Невзгоды странствовательной жизни окупаются волшебными случаями. К таким я отношу встречу с Николаем. Если бы вы встретили его, вы бы, вероятно, не обратили внимания. Только немного смуглый лоб и подбородок выдали бы его. И слишком честно ничего не выражающие глаза могли бы вам сказать, что перед вами равнодушный и скучающий среди людей охотник.

Но это была одинокая воля, имевшая свой путь и свой конец жизни. Он не был с людьми. Он походил на усадьбы забором отгороженные от дороги, забором повернутые к проселку. Он казался молчаливым и простым, осторожным и необщительным. Его нрав казался даже бедным. В хмелю он становился груб и дерзок с своими знакомыми, назойливо требовал денег. Но — странно — испытывал прилив нежности к детям: не потому ли, что это были пока еще не люди? Эту черту я знавал и у других. Он собирал вокруг себя детвору и на всю мелочь, которой владел, покупал им убогие сласти, баранки, пряники, которыми украшены лари торговок. Хотел ли он сказать: «Смотрите, люди, так поступайте с другими, как я с ними». Но, так как эта нежность не была его ремеслом, на меня его молчаливая проповедь оказывала больше действия, чем проповедь иного учителя с громкой и всемирной славой. Какую-то простую и суровую мысль выражали тогда его прямые глаза.

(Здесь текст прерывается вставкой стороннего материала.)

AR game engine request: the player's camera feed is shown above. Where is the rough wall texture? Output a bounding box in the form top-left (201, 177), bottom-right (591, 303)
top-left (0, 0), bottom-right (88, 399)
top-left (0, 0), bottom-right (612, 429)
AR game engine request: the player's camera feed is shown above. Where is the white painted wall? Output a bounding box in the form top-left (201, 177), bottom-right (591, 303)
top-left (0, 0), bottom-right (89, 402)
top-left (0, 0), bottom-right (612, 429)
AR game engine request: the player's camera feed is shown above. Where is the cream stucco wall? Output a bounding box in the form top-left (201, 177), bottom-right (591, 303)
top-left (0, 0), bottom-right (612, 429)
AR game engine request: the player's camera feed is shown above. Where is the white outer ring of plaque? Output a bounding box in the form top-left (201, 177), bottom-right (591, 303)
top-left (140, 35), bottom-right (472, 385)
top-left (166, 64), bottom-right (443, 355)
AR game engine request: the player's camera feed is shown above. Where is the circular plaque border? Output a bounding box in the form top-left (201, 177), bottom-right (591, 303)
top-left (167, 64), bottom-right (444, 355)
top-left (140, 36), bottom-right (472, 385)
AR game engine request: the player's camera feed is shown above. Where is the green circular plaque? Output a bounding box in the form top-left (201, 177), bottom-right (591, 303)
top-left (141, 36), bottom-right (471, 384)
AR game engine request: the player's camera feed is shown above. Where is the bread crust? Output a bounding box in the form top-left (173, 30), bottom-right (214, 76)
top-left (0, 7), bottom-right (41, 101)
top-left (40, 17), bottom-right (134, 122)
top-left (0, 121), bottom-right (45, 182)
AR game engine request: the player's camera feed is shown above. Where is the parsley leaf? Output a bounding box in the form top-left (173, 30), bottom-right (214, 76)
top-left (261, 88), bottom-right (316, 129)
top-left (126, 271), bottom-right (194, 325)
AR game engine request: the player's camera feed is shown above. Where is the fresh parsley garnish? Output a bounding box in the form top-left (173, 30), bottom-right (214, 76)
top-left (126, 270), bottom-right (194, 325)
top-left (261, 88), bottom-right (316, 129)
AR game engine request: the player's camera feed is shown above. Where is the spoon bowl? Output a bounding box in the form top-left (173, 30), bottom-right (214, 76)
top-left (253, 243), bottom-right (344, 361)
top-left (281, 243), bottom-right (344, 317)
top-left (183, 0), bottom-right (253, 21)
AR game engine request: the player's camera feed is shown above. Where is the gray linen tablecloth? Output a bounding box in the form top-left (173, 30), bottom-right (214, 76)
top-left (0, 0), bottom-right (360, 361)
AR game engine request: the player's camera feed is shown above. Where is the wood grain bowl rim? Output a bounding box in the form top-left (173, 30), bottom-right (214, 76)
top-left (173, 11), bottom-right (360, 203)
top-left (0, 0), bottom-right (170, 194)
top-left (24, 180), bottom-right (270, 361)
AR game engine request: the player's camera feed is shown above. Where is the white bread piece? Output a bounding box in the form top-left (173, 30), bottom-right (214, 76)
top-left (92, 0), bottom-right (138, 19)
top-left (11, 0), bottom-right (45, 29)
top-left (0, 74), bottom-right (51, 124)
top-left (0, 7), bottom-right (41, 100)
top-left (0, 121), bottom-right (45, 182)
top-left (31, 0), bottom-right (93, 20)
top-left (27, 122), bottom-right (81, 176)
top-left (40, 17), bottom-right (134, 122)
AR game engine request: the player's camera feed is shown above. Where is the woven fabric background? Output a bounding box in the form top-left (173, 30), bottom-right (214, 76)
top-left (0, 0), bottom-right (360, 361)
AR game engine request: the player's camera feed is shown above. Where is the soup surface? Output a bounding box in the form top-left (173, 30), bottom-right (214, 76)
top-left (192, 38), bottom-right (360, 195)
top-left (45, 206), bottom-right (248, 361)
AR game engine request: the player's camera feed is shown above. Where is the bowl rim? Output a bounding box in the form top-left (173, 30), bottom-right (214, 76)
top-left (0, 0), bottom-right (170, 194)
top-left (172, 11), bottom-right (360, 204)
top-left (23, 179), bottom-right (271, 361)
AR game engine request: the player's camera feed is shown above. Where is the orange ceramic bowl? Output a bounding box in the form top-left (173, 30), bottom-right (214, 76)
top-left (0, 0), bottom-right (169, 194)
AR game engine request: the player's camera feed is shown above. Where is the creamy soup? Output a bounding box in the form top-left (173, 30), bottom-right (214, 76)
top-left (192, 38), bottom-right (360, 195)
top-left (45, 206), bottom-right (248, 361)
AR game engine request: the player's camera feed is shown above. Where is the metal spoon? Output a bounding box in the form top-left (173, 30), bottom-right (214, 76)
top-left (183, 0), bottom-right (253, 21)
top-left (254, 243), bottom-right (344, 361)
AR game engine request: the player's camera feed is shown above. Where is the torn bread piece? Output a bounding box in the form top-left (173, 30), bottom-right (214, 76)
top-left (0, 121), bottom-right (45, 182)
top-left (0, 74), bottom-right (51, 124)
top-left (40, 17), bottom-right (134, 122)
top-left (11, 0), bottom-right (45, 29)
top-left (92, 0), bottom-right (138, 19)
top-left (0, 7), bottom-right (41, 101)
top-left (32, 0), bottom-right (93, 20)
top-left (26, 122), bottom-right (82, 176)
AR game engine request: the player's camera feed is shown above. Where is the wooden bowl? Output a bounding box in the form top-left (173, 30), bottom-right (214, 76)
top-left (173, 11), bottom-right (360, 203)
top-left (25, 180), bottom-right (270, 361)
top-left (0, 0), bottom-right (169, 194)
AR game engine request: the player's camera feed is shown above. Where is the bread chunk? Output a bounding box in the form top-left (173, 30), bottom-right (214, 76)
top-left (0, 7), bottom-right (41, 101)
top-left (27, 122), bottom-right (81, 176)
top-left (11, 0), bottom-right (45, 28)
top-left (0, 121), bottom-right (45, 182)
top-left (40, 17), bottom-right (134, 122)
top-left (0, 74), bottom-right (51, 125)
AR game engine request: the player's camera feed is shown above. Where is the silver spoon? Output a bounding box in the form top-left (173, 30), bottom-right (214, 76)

А впрочем, кто прочтет душу нелюдимого серого охотника, сурового гонителя вепрей и диких гусей? Мне вспоминается по этому поводу суровый приговор над всей жизнью одного умершего татарина, который оставил предсмертную записку с краткой, но привлекающей внимание надписью: «Плюю на весь мир»

Татарам он казался отступником от веры, изменником, а русским властям — опасной горячей головой. Признаюсь, я не раз хотел дать подпись под эту записку, указанную равнодушием и отчаянием. Но эта молчаливая выставка свободы от железных законов жизни и ее суровой правды, этот орешник, собирающий у своего подножия полевые цветы, все-таки глубокая черта; в них скрывалась простая и суровая мысль, хранимая его, несмотря ни на что, честными глазами.

В одном старом альбоме, которому много лет, среди выцветших сгорбленных старцев с звездой на груди, среди жеманных пожилых женщин, с золотой цепью на руке, всегда читающих раскрытую книгу, вы могли бы встретить и скромное желтое изображение человека с чертами лица мало замечательными, прямой бородой и двустволкой на коленях; простой пробор разделял волосы.

Если вы спросите, кто эта поблекшая выцветшая светопись, вам кратко ответят, что это Николай. Но от подробных объяснений, наверное, уклонятся. Легкое облачко на лице говорившего вам укажет, что к нему относились не как к совершенно постороннему человеку

Я знал этого охотника. К людям вообще можно относиться как к разным освещениям одной и тон же белой головы с белыми кудрями. Тогда бесконечное разнообразие представит вам созерцание лба и глаз в разных освещениях, борьба теней и света на одной и той же каменной голове, повторенной и старцами и детьми, дельцами и мечтателями бесконечное число раз.

И он, конечно, был лишь одним из освещений этого белого камня с глазами и кудрями. Но может ли кто-нибудь не быть им?

Про его охотничьи подвиги многое рассказывали. Когда его просили принесть зверя, он, отличавшийся молчаливостью, спрашивал: «Сколько?» — и исчезал. Бог ведает какими судьбами, но он появлялся и приносил, что ему заказывали. Кабаны знали его как молчаливого и страшного врага.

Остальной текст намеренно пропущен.